Orietta Da Rold discusses ‘New Challenges to the Editing of Chaucer’. She offers some insights into how the relationship between codicology—particularly quire structure and ink—and text can inform editorial method. A. V. C. Schmidt discusses contamination in some manuscripts of Piers Plowman. At times the discussion has a daunting inwardness: ‘Before M was copied, its exemplar (the source of which could in principle have been ß itself) appears to have been collated with another ß manuscript, this one belonging to the multi-member ß subfamily y, more specifically of its group w of which W is the best known representative’ (p. 495). But his arguments are firmly rooted in the particularities of variation and show the thought processes of an experienced and sensitive editor.

Much of Michael Sargent's essay on Hilton's Scale of Perfection is concerned with recounting the lengthy and wholly unsuccessful efforts of a number of earlier scholars to produce an edition of this work, a history too complex to summarize here. Sargent describes a work still in progress over ninety years after the earliest modern efforts to establish Hilton's text. He concludes that his projected edition (for EETS) ‘will not privilege any of the surviving forms of the text as necessarily more ‘authoritative’ than any other … since each form of the text isThe Scale of Perfection as it was known to fifteenth-century readers’ (p. 532). One cannot help recalling Richard Beadle's comments, quoted above, about the ‘spurious validity’ of seeing ‘each copy of a text as somehow a new work in its own right’.

Overall, this volume seems rather unreflective and unfocused. Virtually all of the thirty papers originally delivered at the 2010 conference are included here. Their collective translation into print does not reflect a uniformly high quality of content. A number of those who contribute have limited (or no) experience of editing and say little of significance. A smaller volume, with some efforts at quality control, would have been more valuable. As it stands, this is a collection of limited value. Only infrequently are questions of editorial method or procedure presented in ways that offer insights likely to be of benefit to the aspiring editor.

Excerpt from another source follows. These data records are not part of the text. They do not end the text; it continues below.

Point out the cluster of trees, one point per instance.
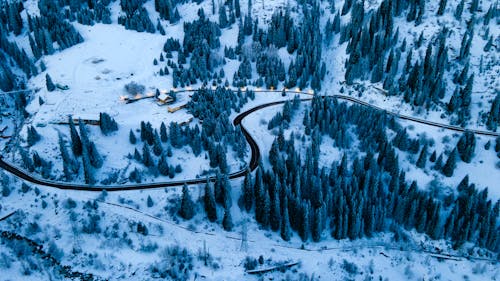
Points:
(201, 37)
(84, 147)
(375, 54)
(51, 27)
(107, 123)
(304, 40)
(136, 16)
(167, 10)
(81, 146)
(369, 196)
(214, 108)
(17, 55)
(218, 193)
(87, 12)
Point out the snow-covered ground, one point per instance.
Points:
(111, 56)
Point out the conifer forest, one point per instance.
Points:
(249, 140)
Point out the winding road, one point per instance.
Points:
(255, 151)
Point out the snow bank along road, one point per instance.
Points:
(255, 152)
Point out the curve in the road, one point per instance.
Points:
(254, 159)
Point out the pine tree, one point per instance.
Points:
(275, 212)
(227, 221)
(285, 231)
(442, 7)
(247, 194)
(466, 146)
(222, 17)
(460, 9)
(422, 158)
(147, 159)
(107, 123)
(76, 143)
(157, 147)
(209, 202)
(70, 166)
(88, 171)
(163, 132)
(132, 138)
(186, 210)
(237, 9)
(162, 165)
(450, 164)
(95, 158)
(33, 136)
(50, 85)
(149, 202)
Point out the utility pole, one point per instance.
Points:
(244, 237)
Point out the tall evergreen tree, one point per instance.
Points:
(450, 164)
(247, 194)
(227, 221)
(76, 143)
(48, 82)
(32, 136)
(209, 202)
(422, 158)
(187, 208)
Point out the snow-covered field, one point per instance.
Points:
(110, 57)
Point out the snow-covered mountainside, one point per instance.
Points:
(249, 140)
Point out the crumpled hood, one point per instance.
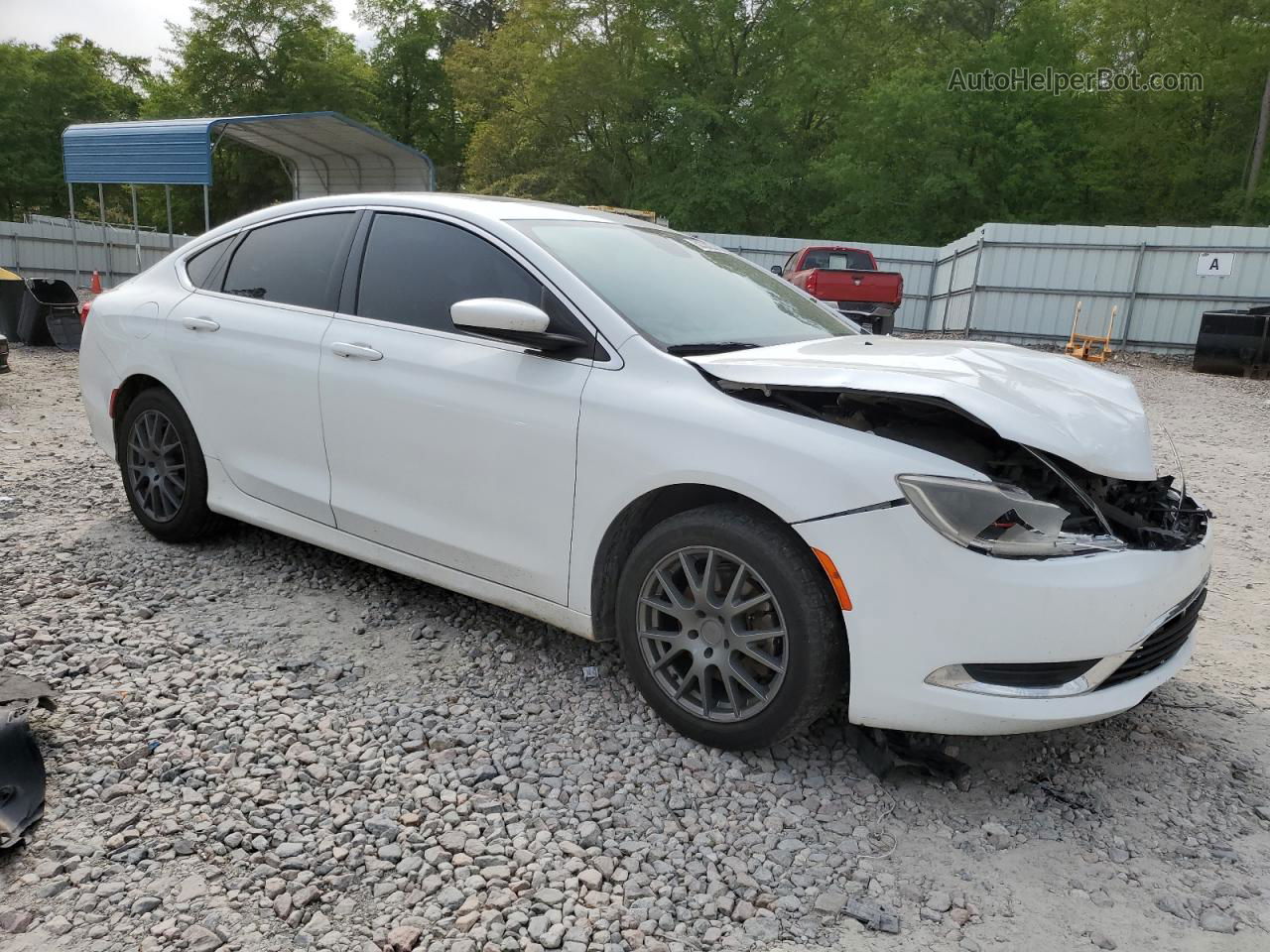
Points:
(1080, 413)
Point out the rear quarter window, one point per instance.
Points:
(200, 264)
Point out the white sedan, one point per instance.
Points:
(631, 434)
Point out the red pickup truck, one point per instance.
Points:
(848, 280)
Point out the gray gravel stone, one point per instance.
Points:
(1213, 920)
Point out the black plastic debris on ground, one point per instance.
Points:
(874, 915)
(22, 769)
(884, 751)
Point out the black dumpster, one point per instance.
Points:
(50, 313)
(12, 293)
(1234, 343)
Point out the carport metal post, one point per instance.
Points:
(105, 239)
(70, 200)
(1133, 295)
(167, 194)
(136, 227)
(974, 286)
(930, 295)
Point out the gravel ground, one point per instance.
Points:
(262, 746)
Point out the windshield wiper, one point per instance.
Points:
(710, 347)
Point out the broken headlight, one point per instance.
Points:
(997, 520)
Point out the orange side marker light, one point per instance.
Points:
(839, 587)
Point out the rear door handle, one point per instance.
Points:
(356, 352)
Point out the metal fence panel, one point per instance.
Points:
(48, 250)
(1023, 282)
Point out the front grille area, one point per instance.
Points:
(1038, 674)
(1164, 644)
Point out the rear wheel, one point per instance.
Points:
(729, 627)
(163, 467)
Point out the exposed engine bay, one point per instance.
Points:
(1143, 515)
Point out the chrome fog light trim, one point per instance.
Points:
(956, 678)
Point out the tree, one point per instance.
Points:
(257, 58)
(413, 96)
(46, 90)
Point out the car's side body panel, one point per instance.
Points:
(454, 449)
(252, 394)
(225, 498)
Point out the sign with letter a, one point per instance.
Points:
(1214, 266)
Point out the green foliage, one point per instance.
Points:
(794, 117)
(413, 99)
(46, 90)
(835, 117)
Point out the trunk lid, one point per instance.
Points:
(1083, 414)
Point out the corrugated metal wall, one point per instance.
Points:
(1021, 282)
(46, 250)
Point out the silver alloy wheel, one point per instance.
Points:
(711, 634)
(157, 466)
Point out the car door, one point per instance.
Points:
(246, 352)
(448, 445)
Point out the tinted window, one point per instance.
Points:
(290, 262)
(416, 268)
(200, 266)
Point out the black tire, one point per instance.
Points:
(815, 649)
(190, 520)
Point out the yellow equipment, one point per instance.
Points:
(1089, 347)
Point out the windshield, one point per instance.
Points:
(681, 293)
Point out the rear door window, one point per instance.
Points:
(416, 268)
(290, 262)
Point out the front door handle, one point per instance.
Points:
(357, 352)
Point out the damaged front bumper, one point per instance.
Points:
(1000, 645)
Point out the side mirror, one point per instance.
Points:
(507, 318)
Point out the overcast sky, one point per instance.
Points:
(134, 27)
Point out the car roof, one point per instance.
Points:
(470, 207)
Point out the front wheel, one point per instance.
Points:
(163, 467)
(729, 627)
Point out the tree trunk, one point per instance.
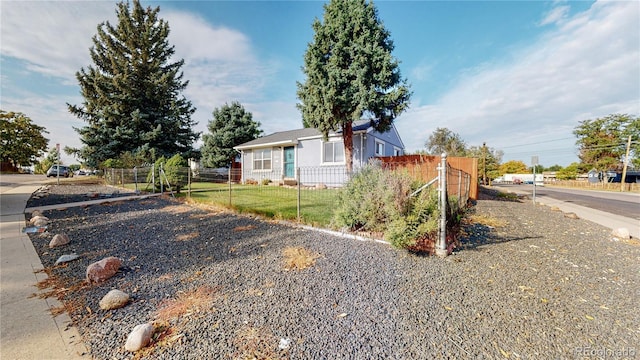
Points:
(347, 138)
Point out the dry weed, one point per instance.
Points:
(257, 343)
(187, 237)
(176, 209)
(187, 303)
(244, 228)
(299, 258)
(486, 221)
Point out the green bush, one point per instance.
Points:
(372, 198)
(378, 200)
(173, 170)
(420, 222)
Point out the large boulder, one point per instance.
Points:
(139, 337)
(621, 233)
(114, 299)
(59, 240)
(104, 269)
(36, 218)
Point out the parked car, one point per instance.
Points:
(64, 171)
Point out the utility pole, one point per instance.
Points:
(626, 163)
(484, 163)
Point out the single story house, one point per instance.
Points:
(276, 157)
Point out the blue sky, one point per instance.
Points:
(518, 75)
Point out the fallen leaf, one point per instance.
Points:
(504, 353)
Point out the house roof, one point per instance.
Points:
(291, 137)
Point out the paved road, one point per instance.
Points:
(617, 203)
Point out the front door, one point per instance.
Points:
(289, 162)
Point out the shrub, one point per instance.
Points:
(378, 200)
(372, 198)
(172, 170)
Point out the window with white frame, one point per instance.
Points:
(333, 152)
(262, 159)
(379, 148)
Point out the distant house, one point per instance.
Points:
(277, 156)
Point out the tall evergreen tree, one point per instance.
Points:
(445, 140)
(231, 125)
(21, 141)
(132, 93)
(351, 73)
(602, 142)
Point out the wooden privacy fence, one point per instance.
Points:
(425, 168)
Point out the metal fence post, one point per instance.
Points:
(153, 179)
(441, 244)
(298, 201)
(459, 188)
(135, 177)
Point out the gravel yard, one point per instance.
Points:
(539, 285)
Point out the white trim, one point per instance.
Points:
(322, 159)
(253, 160)
(295, 161)
(375, 149)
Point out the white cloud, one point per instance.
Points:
(53, 39)
(555, 15)
(587, 67)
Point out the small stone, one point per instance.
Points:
(103, 269)
(621, 233)
(59, 240)
(40, 222)
(114, 299)
(139, 337)
(66, 258)
(285, 343)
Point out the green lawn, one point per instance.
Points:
(316, 206)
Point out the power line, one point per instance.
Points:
(536, 143)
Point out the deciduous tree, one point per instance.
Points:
(351, 73)
(22, 141)
(132, 92)
(231, 125)
(445, 140)
(602, 142)
(514, 167)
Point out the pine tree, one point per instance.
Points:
(132, 92)
(231, 125)
(351, 73)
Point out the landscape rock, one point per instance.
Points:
(66, 258)
(139, 337)
(59, 240)
(114, 299)
(40, 222)
(621, 233)
(104, 269)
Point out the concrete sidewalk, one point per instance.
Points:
(606, 219)
(27, 328)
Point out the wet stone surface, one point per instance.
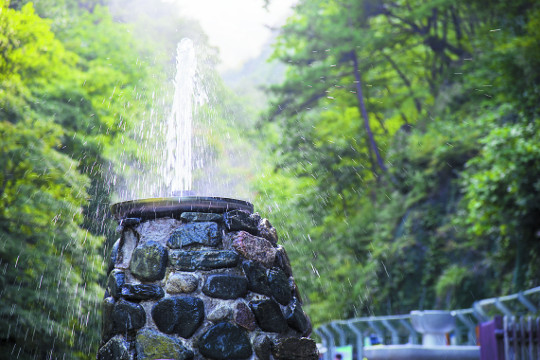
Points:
(267, 231)
(151, 344)
(244, 317)
(127, 316)
(178, 315)
(149, 261)
(263, 347)
(225, 341)
(198, 216)
(107, 326)
(113, 257)
(181, 283)
(241, 220)
(114, 349)
(142, 292)
(254, 248)
(203, 233)
(116, 279)
(212, 286)
(279, 285)
(256, 276)
(296, 318)
(282, 261)
(295, 348)
(202, 259)
(269, 316)
(225, 286)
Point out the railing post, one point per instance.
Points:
(471, 334)
(394, 334)
(529, 305)
(359, 340)
(331, 343)
(378, 330)
(341, 334)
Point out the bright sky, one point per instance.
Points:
(237, 27)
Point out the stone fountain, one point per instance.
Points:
(200, 278)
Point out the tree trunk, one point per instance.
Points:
(363, 111)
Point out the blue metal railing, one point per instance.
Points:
(397, 329)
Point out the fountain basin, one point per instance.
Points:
(433, 325)
(172, 207)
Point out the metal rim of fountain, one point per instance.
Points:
(154, 208)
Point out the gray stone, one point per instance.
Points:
(295, 348)
(127, 244)
(244, 317)
(127, 316)
(181, 283)
(178, 315)
(113, 257)
(269, 316)
(263, 347)
(114, 349)
(240, 220)
(254, 248)
(149, 261)
(279, 285)
(282, 261)
(197, 217)
(225, 341)
(130, 221)
(256, 276)
(221, 313)
(152, 345)
(142, 292)
(116, 279)
(203, 259)
(107, 325)
(203, 233)
(297, 319)
(225, 286)
(267, 231)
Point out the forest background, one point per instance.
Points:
(399, 152)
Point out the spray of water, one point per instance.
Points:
(178, 172)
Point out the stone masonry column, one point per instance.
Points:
(197, 281)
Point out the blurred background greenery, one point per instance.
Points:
(395, 146)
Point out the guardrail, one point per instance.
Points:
(397, 329)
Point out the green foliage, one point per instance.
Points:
(450, 92)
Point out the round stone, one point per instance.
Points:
(149, 261)
(203, 233)
(279, 284)
(263, 347)
(256, 277)
(178, 315)
(296, 318)
(114, 349)
(225, 286)
(181, 283)
(225, 341)
(152, 345)
(127, 316)
(244, 317)
(115, 281)
(142, 292)
(114, 256)
(269, 316)
(294, 348)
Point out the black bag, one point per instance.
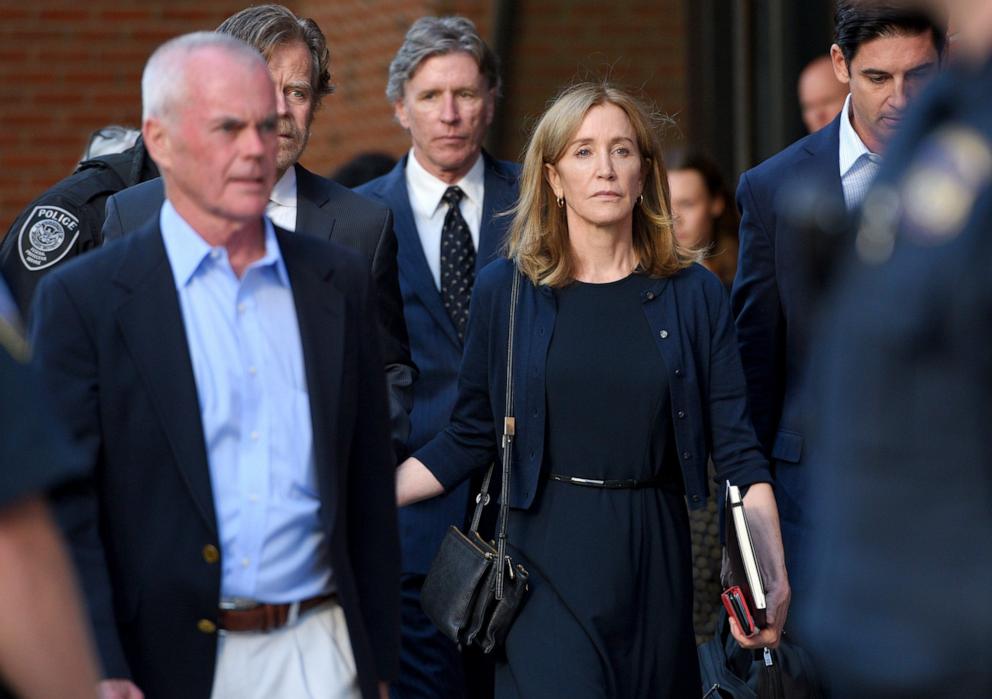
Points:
(731, 672)
(473, 590)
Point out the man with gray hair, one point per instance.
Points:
(296, 52)
(221, 378)
(444, 194)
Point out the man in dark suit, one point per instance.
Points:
(903, 467)
(296, 52)
(884, 52)
(445, 195)
(222, 380)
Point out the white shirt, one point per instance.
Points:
(281, 208)
(429, 211)
(858, 165)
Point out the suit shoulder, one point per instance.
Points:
(321, 252)
(148, 191)
(344, 198)
(496, 274)
(698, 280)
(777, 167)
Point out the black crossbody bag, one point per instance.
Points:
(473, 590)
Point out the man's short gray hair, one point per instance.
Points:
(163, 82)
(434, 36)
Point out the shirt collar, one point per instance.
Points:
(426, 190)
(284, 192)
(852, 148)
(187, 251)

It is unfortunate that the editors did not have the opportunity to check the ‘Abbreviations’ in this volume. Readers of The Library will be startled to find the designation ‘STC’ attached to Donald Wing's short-title catalogue, generally known as ‘Wing’ (the confusion is compounded by the fact that several contributors use the form correctly to refer to pre-1640 printed books); ‘JEGP’ and ‘PMLA’ are not abbreviations but titles; the MED is not ‘ed. by Hans Kurath and S. M. Kuhn, 1952–’, but ‘ed. by Hans Kurath, S. M. Kuhn, and R. E. Lewis, 1952–2001’; the final volume of the ‘Extra Series’ of EETS was published in 1935, even though it was for the year 1920 (at least ten volumes in this series were published after 1920). Readers of this journal in particular will regret that Henry Bradshaw's dates (1831–1886) are given incorrectly (p. 328).